Last changed 15 March 1999 ............... Length about 1,400 words (10,000 bytes).
This is a WWW document by Steve Draper, installed at http://www.psy.gla.ac.uk/~steve/talks/mill.html. You may copy it. How to refer to it.

Web site logical path: [www.psy.gla.ac.uk] [~steve] [Lists of seminars] [talks by me] [this page]

What is the significance of the Millennium bug for computer science?

(N.B. Another, related, seminar will be held in psychology.)

Organisers: Steve Draper; Ray Welland

Time: 4-5pm, Friday, 12 March 1999 in the CAKES talk series. Room F161, Computing Science dept. (17 Lilybank Gardens).

Abstract

Do we need to do anything much about the systems/equipment in our charge?
Need we worry about systems/equipment that is not in our charge? Is society / some important infrastructure services going to collapse? [A millennium catastrophe]
What does it all mean for computer science?
Does it show that the current computer science curriculum is out of date, since the skills recommended for addressing the millennium bug are completely missing from it?

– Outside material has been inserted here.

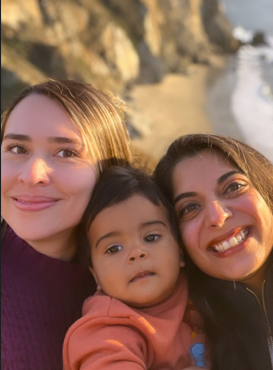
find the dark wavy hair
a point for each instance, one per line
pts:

Is it a case of Y2K bug or a true millennial catastrophe? A technical problem offering an employment boom for some, or the end of society and life as we know it? (How appropriate that in today's society, the fears expressed by millennial movements are given a technical rather than religious form.) Or is it not a technical problem, but a management one that computer scientists are untrained to deal with, thus suggesting that the present DCS curriculum is hopelessly out of date?

Plan

The session will be 60 (not 30, not 50) minutes long. Basic plan is to have a string of speakers mainly limited to 5 mins. each. Speaker list and provisional times at the end.

1. Do we need to do anything much about the systems/equipment in our charge?

Speaker? David Fildes (university officer coordinating year2000 problems).

The problem

Sketch out the existence, size, impact.
Estimated cost and scale [David Fildes?]
Employment generated.

The scale of the problem in money already being spent and likely to be lost means this is one of the biggest features of current computing practice. Anyone who wants their students to be employed cannot regard it as unimportant.

Approaches to fixes

Another is the quite different possible approaches to tackling it.

One is to design the software better (and replace all existing software?).
Fix the software: use the analysis tools now appearing to identify all the places in existing code that need to be checked.
Rely on testing (abandon reliance on understanding the code) i.e. reset clocks now, and try to respond to any resulting crashes.
(The predominant advice in the university) View this not as a design or technical problem, but as one of management: contingency planning ...

Official strategy

The university's response [Fildes]
DCS response /plan [Welland]

University of Glasgow newsletter, (206)
"The start of the year 2000 is to be marked by a four day close down of the computing system and networks with the exception of the main server into the University and one system in Computing Science which may be studying how computing systems cope with the start of the year 2000. Power and heating systems would not be shut down and the director of Estates & Buildings reported that he was considering bringing extra staff in over the period to deal with any difficulties should they arise."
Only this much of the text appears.